Risk-Adjusted Performance

0 of 100

 
Weak
 
Strong
Very Weak
Over the last 90 days Kelly Strategic Management has generated negative risk-adjusted returns adding no value to investors with long positions. Despite quite persistent basic indicators, Kelly Strategic is not utilizing all of its potentials. The recent stock price mess, may contribute to short-term losses for the institutional investors.
Defiance Hotel Airline 

Risk-Adjusted Performance

29 of 100

 
Weak
 
Strong
Strong
Compared to the overall equity markets, risk-adjusted returns on investments in Defiance Hotel Airline are ranked lower than 29 (%) of all global equities and portfolios over the last 90 days. In spite of fairly unfluctuating basic indicators, Defiance Hotel showed solid returns over the last few months and may actually be approaching a breakup point.

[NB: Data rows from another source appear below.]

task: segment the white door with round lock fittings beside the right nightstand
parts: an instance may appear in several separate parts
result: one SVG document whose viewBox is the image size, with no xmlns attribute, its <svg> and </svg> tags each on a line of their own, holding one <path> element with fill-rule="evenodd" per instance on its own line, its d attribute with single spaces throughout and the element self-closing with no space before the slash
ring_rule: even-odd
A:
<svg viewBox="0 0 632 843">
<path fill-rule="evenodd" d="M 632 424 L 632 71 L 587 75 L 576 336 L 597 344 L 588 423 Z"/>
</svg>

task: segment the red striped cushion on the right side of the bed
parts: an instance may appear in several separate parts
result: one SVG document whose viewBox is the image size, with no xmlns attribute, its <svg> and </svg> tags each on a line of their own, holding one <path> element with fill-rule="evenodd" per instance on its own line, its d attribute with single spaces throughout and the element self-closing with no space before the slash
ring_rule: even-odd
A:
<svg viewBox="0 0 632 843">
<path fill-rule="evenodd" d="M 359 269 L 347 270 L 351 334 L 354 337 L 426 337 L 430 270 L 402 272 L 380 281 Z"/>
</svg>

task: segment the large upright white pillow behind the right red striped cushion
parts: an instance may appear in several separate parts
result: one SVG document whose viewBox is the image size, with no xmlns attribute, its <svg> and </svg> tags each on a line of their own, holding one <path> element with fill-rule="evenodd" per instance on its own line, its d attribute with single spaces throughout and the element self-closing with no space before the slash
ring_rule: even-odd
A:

Kelly Strategic and Defiance Hotel Volatility Contrast

   Predicted Return Density   
       Returns  

Pair Trading with Kelly Strategic and Defiance Hotel

The main advantage of trading using opposite Kelly Strategic and Defiance Hotel positions is that it hedges away some unsystematic risk. Because of two separate transactions, even if Kelly Strategic position performs unexpectedly, Defiance Hotel can make up some of the losses. Pair trading also minimizes risk from directional movements in the market. For example, if an entire industry or sector drops because of unexpected headlines, the short position in Defiance Hotel will offset losses from the drop in Defiance Hotel's long position.
The idea behind Kelly Strategic Management and Defiance Hotel Airline pairs trading is to make the combined position market-neutral, meaning the overall market's direction will not affect its win or loss (or potential downside or upside). This can be achieved by designing a pairs trade with two highly correlated stocks or equities that operate in a similar space or sector, making it possible to obtain profits through simple and relatively low-risk investment.
Check out your portfolio center.
Note that this page's information should be used as a complementary analysis to find the right mix of equity instruments to add to your existing portfolios or create a brand new portfolio. You can also try the Options Analysis module to analyze and evaluate options and option chains as a potential hedge for your portfolios.